Nakia: It is because I am so stubborn that I would be a good queen.
King T'Chaka: [to his son] You are a good man, with a good heart. And it's hard for a good man to be a king.
-- from Black Panther
The nobility of the positive leadership is refreshing. When so many stories give us moral ambiguity in the portrayal of "interesting" characters (read corrupt, corruptible, or flawed), the core positive characters of Black Panther are unyieldingly, straightforwardly, awesomely, good.

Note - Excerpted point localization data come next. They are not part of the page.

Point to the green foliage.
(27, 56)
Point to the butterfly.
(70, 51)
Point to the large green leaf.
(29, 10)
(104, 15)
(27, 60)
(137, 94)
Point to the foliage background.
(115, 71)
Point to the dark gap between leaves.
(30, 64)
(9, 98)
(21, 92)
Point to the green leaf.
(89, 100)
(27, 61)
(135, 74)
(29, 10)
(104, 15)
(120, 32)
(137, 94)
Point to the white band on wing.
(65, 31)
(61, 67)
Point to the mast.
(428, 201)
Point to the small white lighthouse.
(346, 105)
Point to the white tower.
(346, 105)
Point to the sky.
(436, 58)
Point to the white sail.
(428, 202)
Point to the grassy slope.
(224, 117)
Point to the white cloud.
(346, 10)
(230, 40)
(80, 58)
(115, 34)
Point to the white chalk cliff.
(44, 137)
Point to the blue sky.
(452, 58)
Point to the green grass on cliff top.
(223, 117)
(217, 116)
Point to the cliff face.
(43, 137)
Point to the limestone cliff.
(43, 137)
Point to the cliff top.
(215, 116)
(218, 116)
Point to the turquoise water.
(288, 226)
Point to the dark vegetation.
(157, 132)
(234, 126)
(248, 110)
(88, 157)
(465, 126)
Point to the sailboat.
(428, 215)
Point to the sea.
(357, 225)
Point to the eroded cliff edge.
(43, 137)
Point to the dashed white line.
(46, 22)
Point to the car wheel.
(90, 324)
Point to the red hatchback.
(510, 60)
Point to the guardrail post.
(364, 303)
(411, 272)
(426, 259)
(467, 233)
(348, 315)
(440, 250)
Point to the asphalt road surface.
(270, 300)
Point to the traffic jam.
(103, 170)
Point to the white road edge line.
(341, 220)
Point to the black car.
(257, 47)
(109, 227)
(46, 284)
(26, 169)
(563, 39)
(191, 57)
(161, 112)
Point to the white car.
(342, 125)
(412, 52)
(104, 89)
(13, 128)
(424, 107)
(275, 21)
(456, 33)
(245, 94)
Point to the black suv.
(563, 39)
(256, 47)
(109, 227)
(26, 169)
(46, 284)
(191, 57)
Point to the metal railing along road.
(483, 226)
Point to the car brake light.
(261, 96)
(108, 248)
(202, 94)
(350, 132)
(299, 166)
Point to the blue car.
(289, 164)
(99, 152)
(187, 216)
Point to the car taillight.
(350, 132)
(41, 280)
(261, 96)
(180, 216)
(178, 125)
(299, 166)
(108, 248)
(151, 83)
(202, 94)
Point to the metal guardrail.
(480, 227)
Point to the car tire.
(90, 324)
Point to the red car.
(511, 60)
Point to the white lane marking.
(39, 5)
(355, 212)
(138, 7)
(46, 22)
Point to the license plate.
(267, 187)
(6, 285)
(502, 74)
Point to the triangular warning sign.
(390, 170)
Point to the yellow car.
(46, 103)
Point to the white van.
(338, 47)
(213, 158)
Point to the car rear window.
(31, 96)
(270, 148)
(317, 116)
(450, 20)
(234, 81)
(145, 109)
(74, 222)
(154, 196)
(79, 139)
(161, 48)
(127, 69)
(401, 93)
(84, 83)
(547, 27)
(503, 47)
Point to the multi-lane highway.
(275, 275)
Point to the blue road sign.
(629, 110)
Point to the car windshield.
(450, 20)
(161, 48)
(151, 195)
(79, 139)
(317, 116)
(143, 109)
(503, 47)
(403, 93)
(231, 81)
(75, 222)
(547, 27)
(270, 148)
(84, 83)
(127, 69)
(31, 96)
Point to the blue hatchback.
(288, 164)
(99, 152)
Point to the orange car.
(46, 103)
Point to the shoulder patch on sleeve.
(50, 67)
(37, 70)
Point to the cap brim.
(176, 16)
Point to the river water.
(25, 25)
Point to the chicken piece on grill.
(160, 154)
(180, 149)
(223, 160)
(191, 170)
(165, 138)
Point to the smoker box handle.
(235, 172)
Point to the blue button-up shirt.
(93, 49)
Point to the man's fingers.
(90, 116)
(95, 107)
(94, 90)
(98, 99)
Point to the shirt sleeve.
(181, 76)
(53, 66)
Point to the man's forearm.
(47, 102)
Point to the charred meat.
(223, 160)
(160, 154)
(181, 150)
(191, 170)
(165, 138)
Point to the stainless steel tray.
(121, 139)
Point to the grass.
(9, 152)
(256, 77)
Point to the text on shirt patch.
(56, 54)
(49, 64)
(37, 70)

At the heart of this is a question of leadership, and neither stubbornness nor a lack of goodness is what makes T'Challa and Nakia (amounts a few others) good leaders. Edmund Burke said "The only thing necessary for the triumph of evil is for good men to do nothing." King T'Challa is a good man who was willing to something. Driven by desire to serve and improve the lives of people, he is unwavering in his focus, and therefore offers what all great leaders offer in time of difficulty, hope.
T'Challa: Wakanda will no longer watch from the shadows. We can not. We must not. We will work to be an example of how we, as brothers and sisters on this earth, should treat each other. Now, more than ever, the illusions of division threaten our very existence. We all know the truth: more connects us than separates us. But in times of crisis the wise build bridges, while the foolish build barriers. We must find a way to look after one another, as if we were one single tribe.